Anyone seeking comfort, hope or spiritual inspiration in the present economic crisis would be well advised not to read the Christmas message of the Archbishop of Canterbury.  Sadly, the Archbishop took the easy way out, pointing the finger of blame and his comments were interchangeable from those read in the chosen vessel for his message, the Guardian newspaper.  Tolerance and understanding aren’t the Archbishop’s strong suits.  This is the man who  “regretted” the US move to ordain gay bishops.

Like Ken Livingstone’s latest hilarious attack on the Mayor, when he accuses the Mayor of being a true blue Tory, (haha), the Archbishop pointed the finger of blame at the rioters (lip service), before having a go at his real target, the bankers.  These days, there is  is nothing like stating the flipping obvious.  The Archbishop’s knowledge of finance is as naive and sketchy as that of Labour London Assembly member, Val Shawcross – there was no mention of the benefits to the UK from the bankers and the financial sector.  He was also unChristianly selective in picking on the bankers.  No mention from him whatsoever of the greedy trade unionists, who, snouts in the trough, are coining it in while trying to wreck the economic recovery.

To listen to the Archbishop, you would have thought that when he and his fellow clergymen at St. Pauls were faced with their own mini-crisis crisis in the form of the Occupy protesters, they had been shining examples of decisiveness and unity.  If only!  Vacillating, weak kneed, dithering and divided was a better description, as they were shown up as hopelessly inept in handling the situation.

After the Church initially gave support to the protesters, the canon chancellor of St Paul’s, Dr Giles Fraser, resigned from his position on October 27 following reports suggesting a rift between clergy over what action to take concerning the activists. They then started to think it was all a big fat mistake.  Further resignations followed.

Particularly shocking has been the reaction from the clergy when the holy of holys, the interior of St.

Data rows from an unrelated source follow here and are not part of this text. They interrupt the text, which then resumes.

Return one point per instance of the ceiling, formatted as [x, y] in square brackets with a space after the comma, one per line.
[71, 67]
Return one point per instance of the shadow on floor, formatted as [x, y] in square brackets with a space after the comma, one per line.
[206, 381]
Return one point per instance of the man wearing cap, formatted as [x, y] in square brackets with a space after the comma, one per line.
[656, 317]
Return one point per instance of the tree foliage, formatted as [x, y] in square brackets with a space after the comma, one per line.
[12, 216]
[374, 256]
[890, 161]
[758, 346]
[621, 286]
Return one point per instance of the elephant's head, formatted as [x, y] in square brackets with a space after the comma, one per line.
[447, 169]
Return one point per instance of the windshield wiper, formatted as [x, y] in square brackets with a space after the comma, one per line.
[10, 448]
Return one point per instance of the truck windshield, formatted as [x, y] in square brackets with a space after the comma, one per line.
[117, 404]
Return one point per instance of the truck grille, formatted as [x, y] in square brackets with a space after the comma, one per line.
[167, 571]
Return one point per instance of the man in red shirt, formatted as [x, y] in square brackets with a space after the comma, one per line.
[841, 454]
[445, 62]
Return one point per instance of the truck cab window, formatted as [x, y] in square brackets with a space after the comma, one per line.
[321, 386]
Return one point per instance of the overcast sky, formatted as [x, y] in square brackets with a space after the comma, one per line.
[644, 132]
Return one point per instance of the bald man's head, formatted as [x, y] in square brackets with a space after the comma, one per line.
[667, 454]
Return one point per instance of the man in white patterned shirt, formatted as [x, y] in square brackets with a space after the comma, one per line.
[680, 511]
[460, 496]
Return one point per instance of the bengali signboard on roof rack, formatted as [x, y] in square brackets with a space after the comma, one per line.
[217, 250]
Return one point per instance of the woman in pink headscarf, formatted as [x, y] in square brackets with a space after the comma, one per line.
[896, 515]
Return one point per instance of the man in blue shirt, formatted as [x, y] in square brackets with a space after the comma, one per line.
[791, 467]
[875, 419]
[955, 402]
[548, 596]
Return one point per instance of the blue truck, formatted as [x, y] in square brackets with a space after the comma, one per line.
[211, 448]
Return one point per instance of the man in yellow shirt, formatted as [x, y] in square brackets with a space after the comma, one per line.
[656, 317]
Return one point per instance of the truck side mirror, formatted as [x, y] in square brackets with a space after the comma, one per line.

Pauls was besmirched by human defaecation and urination.  The first reaction was to hush up the scandal. This was followed by more dithering, and weak assurances that they were sure it was not the Occupy campers.   There was no full blooded denunciation of anyone who would perform such a disgraceful act, face saving was all.

Whether the Archbishop likes it or not, a coalition government is running the country, doing its very best to sort out the mess left by the Labour Government.  Blame never solved anything.  What would be truly helpful would be some words of support and encouragement for our Mayor and the government in the very stressful situations they are in.  Today, even the Guardian was fair enough to say Boris is out-performing Ken and also the Tory Party.  The Mayor has been outstandingly successful, as the polls show, and the Tory part of the coalition is out-performing expectations. Churlishly, not only is there not a word of praise from the Archbishop, he just moans there should be more help for young people, without of course any sensible suggestions as to what.

Forget about spiritual inspirational, the only bit of that came from Boris Johnson when he suggested that all denominations should pray together.  That was beautiful and uplifting.  The country will pull itself out of the crisis without any help from the Church, that’s for sure.  In the meantime, we can only grit our teeth and pray that eventually, the Archbishop sees the light.